The Fall Of El Fasher And Another Wave Of Atrocity Crimes In Darfur

On October 26, 2025, after some eighteen months of siege, El Fasher, the capital of North Darfur, fell to the paramilitary Rapid Support Forces (RSF). The fall follows days of bombardment and the withdrawal of the Sudanese Armed Forces (SAF) and allied groups. The takeover of El Fasher is said to have unleashed atrocity crimes, including targeted ethnic violence, extrajudicial killings and executions. Some of these alleged crimes will likely amount to international crimes such as war crimes, crimes against humanity and even genocide. Earlier this year, the then U.S. Secretary of State Antony Blinken announced that the U.S. State Department determined the atrocities in Darfur amounted to genocide. Justifying this recognition, the then Secretary Blinken relied on evidence of the RSF and allied militias systematically murdering men and boys—on an ethnic basis, and deliberately targeting women and girls from certain ethnic groups for rape and other forms of brutal sexual violence. The RSF and allied militias are also said to have “targeted fleeing civilians, murdering innocent people escaping conflict, and preventing remaining civilians from accessing lifesaving supplies.” The statement refers to the atrocities following the conflict unleashed by the SAF and the RSF in April 2023. The conflict resulted in the world’s largest humanitarian catastrophe, with over 30 million people in need of humanitarian assistance, and over 638,000 people experiencing the worst famine in Sudan’s recent history. Tens of thousands are said to be dead, but the exact number is unknown. The new wave of atrocities committed by RSF in El Fasher requires urgent attention and response.

The evidence of the atrocities is ever-growing. On October 27, 2025, the U.N. Human Rights Office reported that it was receiving “multiple, alarming reports that the [RSF] are carrying out atrocities, including summary executions, after seizing control of large parts of the besieged city of El Fasher, North Darfur and of Bara city in North Kordofan state.” The U.N. High Commissioner for Human Rights, Volker Türk, warned that: “The risk of further large-scale, ethnically motivated violations and atrocities in El Fasher is mounting by the day. Urgent and concrete action needs to be taken urgently to ensure the protection of civilians in El Fasher and safe passage for those trying to reach relative safety.” The U.N. further added that hundreds of people have reportedly been detained while trying to flee, including a journalist. It also raised the extremely high likelihood of sexual violence being used against women and girls as a method of war.

The same day, on October 27, 2025, the Humanitarian Research Lab at Yale School of Public Health (Yale HRL) published a report evidencing the RSF conducting alleged mass killings after capturing El-Fasher, according to satellite imagery analysis collected that day. As the report explains, Yale HRL has observed “vehicles deployed in tactical formations consistent with house-to-house clearance operations in Daraja Oula neighborhood (…). These activities include the blocking of side streets with vehicles and the presence of gun-mounted vehicles. Imagery analysis shows objects consistent with the size of human bodies on the ground near RSF vehicles, including at least five instances of reddish earth discoloration.” Yale HRL has identified multiple credible reports of mass killings in El-Fasher across social media and open sources.

Following the takeover of El Fasher, entire neighborhoods are said to have been destroyed. According to the Global Centre for the Responsibility to Protect, “tens of thousands of civilians are now at imminent risk of mass killings and ethnic cleansing.” In addition, hospitals are reduced to rubble and humanitarian access is completely severed. As the Global Centre for the Responsibility to Protect warns, “This is not only a humanitarian emergency; it is an atrocity crisis deepening by the day. The fall of El Fasher marks a critical point of no return. Without immediate and decisive action, the city could soon become the site of another mass atrocity etched into Darfur’s tragic history. It is unacceptable for the world to stand by once again as civilians are hunted, starved and killed.”
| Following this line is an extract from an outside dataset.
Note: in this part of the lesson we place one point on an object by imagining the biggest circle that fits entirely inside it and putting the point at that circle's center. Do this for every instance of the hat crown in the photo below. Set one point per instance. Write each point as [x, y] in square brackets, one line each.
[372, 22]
Unfortunately, as the atrocities have been unleashed in El Fasher and Darfur more broadly, very little is being done to address the atrocities. Civil society organizations are calling for concrete and urgent actions, including demanding an immediate cessation of hostilities in and around El Fasher and other conflict hotspots, condemning deliberate attacks on civilians, and calling for protection of civilians in, identifying strategies to overcome barriers to humanitarian access, halting the transfer of arms and financial support to parties to the conflict, among others. However, responses are not forthcoming despite the horrific evidence being published every single day.
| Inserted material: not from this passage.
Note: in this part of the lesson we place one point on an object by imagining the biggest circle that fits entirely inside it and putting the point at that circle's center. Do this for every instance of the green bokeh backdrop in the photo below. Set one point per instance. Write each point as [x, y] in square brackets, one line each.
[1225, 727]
In the words of the Global Centre for the Responsibility to Protect, “Every government, every leader and every institution has the capacity – and the responsibility – to act. Whether through diplomacy, humanitarian assistance or public pressure, there are avenues to make a difference. Silence and inaction are choices. In the face of such horror, they are indefensible.” We, as the international community, must act in the face of yet another genocide in Darfur in two decades. Global leaders must stand up to the challenge and stop looking away. With all the evidence of mass atrocities too easily available online, they cannot claim they did not know.